An altered approach to the Agile methodology
Time after time, I work with teams that have adopted an “agile mindset” or are in the process of becoming more “agile”, but are doing it in a way that jeopardizes the future of their products. Now, it is undeniable that the agile methodology has brought real value to product development by increasing team productivity, speed, and responsiveness, while bringing into focus user-centricity. Unfortunately, the agile methodology can also unintentionally thicken The Fog of Now.
By emphasizing minimum viable products, short sprints, and immediate user feedback, agile often encourages teams to focus narrowly on what’s directly in front of them, leaving little room to think beyond it. This operational tunnel vision deprioritizes long-term exploration, future shifts in customer/user behaviour, and horizon-scanning for emerging opportunities. The result? Teams optimize for the present at the cost of the possible.

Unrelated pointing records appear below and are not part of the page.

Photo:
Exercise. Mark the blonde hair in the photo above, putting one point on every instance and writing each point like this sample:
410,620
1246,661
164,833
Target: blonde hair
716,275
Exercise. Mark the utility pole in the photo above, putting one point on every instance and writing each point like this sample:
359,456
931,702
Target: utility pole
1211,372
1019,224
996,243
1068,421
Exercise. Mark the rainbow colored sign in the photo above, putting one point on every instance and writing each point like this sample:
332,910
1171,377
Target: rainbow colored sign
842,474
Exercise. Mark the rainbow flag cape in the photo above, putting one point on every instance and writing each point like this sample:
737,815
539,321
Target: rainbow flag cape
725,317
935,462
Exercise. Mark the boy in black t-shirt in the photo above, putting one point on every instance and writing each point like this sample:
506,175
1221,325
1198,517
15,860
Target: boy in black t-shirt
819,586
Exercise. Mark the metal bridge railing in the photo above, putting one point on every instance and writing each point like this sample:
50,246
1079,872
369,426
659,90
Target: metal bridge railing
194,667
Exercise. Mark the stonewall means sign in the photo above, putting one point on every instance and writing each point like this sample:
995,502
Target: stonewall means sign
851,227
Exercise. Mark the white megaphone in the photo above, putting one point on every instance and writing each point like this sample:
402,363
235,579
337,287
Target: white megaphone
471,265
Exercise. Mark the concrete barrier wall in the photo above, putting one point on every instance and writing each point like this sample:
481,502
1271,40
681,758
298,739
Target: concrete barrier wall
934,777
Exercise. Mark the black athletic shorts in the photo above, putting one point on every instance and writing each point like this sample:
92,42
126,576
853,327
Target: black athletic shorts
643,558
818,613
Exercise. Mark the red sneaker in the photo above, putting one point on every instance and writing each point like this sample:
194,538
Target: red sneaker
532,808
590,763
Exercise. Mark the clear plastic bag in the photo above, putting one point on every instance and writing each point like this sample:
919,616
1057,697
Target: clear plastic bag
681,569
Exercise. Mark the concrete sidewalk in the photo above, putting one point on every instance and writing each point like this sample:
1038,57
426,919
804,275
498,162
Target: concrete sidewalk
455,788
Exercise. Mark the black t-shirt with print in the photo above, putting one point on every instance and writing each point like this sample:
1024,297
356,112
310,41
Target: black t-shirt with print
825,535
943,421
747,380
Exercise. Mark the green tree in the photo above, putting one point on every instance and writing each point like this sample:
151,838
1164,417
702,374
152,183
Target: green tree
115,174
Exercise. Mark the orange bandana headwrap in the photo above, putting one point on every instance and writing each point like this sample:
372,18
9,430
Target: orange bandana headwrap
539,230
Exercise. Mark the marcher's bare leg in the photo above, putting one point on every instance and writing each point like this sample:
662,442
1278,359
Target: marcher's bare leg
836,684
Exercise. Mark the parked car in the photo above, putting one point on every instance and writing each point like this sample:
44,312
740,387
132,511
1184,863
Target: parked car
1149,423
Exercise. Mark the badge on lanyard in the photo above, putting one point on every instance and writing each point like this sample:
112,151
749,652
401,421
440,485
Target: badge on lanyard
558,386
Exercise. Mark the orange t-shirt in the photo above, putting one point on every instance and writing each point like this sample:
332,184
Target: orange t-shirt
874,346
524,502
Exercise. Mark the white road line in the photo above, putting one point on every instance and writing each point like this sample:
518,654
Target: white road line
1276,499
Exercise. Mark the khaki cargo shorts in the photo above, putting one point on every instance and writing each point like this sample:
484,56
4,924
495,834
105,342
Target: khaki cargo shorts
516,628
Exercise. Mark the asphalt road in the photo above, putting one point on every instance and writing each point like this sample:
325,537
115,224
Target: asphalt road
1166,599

Ask yourself, how much time is your team really thinking about the future? How far in the future are they looking? What methods are they using to guide their vision? Are they routinely discussing emerging trends? Developing future scenarios? Or understanding how the needs of the personas they’re building for today may change a year from now?
To be clear, I am not calling for an end to agile ways of working, but rather suggesting we evolve it by layering it with strategic foresight methodologies. Developing clear visions of the future that are guided by emerging trends that are uncovered by your own product and design teams. Building innovative prototypes that solve the needs and problems of tomorrow and backcasting to identify the building blocks necessary to make that product an eventual reality.
It’s time for teams to stop viewing their products and customers through a lens fixed only on the present. Innovation demands foresight, and foresight requires a deliberate process that makes space for the future.